On pourrait croire, à lire ce texte, que tous les éléments permettant d’échapper à une logique unifiante et absolutisante, celle du rationalisme, sont présents : changer de cadre ; sortir de soi pour s’apercevoir ; échapper au pli pris par la pensée. Cette pratique de l’hétéro­topie devrait présenter toutes les garanties d’un point de vue d’extériorité pour la pensée (est-elle analogue à la « déconstruction » du dehors pratiquée par François Jullien à partir de la Chine ?). Vernant ajoute, aussitôt après, que les pulsions du chauvinisme et de l’exclusion sont pour lui « le mal absolu [22] » ; il n’y a rien de surprenant à cela. Lorsqu’il parle de « vieux démons », du déferlement de l’irrationnel, c’est en rapport soit avec la destruction de l’autre, l’arrêt de la pensée critique – soit avec le retour du religieux, c’est-à-dire d’une vérité imposée d’en haut (la religion polythéiste des Grecs ne renvoie à aucune forme de transcendance, et imprègne l’existence collective sans prétendre dominer la vie de la pensée), soit même avec la magie.

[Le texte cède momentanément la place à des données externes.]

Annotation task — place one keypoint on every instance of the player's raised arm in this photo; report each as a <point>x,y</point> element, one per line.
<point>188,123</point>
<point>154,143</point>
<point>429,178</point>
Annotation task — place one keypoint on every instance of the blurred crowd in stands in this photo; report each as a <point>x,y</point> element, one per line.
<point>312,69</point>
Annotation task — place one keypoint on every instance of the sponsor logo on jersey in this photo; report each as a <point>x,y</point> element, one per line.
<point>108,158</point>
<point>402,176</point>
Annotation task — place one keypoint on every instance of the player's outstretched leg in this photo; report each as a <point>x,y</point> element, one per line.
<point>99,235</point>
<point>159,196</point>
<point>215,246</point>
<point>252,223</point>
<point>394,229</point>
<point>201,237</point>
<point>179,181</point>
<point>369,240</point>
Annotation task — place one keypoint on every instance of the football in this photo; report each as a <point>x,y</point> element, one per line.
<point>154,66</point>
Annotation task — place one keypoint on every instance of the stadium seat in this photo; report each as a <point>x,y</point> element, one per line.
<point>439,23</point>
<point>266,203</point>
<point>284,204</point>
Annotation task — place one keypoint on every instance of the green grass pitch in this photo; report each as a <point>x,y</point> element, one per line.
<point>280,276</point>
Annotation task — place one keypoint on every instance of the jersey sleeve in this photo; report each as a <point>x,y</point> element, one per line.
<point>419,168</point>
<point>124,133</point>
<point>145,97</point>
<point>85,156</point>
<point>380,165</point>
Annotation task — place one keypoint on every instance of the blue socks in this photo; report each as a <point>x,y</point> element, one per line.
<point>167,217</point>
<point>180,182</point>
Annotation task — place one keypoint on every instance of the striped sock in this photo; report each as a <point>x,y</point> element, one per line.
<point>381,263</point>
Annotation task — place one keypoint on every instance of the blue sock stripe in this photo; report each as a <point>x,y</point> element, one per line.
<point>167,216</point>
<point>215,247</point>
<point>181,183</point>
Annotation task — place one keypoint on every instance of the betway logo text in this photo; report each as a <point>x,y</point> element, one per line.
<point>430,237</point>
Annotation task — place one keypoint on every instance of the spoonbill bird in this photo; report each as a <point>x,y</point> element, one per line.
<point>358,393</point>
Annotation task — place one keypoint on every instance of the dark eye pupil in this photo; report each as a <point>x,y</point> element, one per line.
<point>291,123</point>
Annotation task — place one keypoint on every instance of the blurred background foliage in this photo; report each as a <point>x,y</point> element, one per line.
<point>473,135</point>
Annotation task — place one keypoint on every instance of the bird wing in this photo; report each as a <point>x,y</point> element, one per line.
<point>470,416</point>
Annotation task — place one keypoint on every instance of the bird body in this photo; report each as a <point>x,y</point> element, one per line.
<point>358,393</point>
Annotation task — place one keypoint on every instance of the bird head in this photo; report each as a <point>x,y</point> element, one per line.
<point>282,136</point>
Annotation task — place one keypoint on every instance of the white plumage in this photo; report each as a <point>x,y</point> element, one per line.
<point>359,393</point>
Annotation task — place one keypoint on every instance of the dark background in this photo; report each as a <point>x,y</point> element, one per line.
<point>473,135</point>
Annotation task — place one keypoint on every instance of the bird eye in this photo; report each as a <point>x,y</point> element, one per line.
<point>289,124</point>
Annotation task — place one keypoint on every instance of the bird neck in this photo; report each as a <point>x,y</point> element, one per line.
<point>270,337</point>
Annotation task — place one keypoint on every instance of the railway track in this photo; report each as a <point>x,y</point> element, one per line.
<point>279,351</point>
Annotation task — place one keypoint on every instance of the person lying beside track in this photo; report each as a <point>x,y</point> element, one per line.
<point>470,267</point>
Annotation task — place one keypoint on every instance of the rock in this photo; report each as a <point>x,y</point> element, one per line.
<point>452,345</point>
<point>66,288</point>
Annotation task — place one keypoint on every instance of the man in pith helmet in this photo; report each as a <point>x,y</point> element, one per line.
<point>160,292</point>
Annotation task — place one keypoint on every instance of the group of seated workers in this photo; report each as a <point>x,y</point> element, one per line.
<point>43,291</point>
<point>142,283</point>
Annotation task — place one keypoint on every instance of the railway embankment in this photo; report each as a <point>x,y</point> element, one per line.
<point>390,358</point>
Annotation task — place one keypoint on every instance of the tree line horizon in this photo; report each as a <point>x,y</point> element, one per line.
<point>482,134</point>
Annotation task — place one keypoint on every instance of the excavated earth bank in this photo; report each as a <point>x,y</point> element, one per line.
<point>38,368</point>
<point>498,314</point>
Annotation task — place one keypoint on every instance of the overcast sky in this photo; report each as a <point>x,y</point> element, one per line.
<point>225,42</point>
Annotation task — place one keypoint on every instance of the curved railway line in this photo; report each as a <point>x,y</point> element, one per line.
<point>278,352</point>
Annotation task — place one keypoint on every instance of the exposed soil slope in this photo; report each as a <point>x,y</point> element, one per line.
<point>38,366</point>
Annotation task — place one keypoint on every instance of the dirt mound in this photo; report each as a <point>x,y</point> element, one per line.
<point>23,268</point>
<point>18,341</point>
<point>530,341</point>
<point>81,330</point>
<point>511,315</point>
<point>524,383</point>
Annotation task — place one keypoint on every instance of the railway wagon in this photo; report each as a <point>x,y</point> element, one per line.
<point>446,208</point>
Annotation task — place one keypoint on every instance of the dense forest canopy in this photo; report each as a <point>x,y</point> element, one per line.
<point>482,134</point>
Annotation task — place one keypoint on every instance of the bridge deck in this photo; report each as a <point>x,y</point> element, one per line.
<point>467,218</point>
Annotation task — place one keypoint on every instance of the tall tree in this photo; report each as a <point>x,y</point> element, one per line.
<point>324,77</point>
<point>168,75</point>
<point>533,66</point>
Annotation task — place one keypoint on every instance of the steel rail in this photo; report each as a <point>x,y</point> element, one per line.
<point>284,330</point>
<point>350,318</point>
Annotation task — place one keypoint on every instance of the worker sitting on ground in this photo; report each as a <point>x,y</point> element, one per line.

Être rationaliste, ce n’est pas forcément diviniser ou hypostasier la raison ; ce peut être, plus subtilement, diviser la raison pour faire sentir son pouvoir dans ce qui la menace ; c’est reléguer l’irrationnel au dehors, de telle sorte qu’ainsi éloigné il n’atteigne plus, du moins frontalement, la vie de la raison ; c’est concevoir une anthropologie historique à partir de l’idée d’une essence rationnelle de l’homme ; ne pas imaginer de forme politique différente que celle de la cité, de folie sous d’autres espèces que celle d’un égarement passager de l’intelligence, d’explication de l’action hors d’un branchement de la pratique sur la théorie (à partir d’un schéma aristotélicien « délibération-désir-décision ») et indépendamment d’une maîtrise du sujet humain sur le déroulement temporel de ses actes, ne pas se représenter de récit possible hors de la coupure muthos-logos, faire une fixation sur la vérité comme sur une évidence d’exigence pour la pensée : autant de signes que l’on reconnaît une suprématie à la raison. Celle-ci reste tapie à l’arrière-plan de manifestations qui sont une interruption, plus ou moins durable et brutale, de la communication avec autrui ; la notion d’hérésie n’y a pas de place parce qu’elle n’y a pas de sens, et l’excentrique serait seulement un format caricatural de l’excentré.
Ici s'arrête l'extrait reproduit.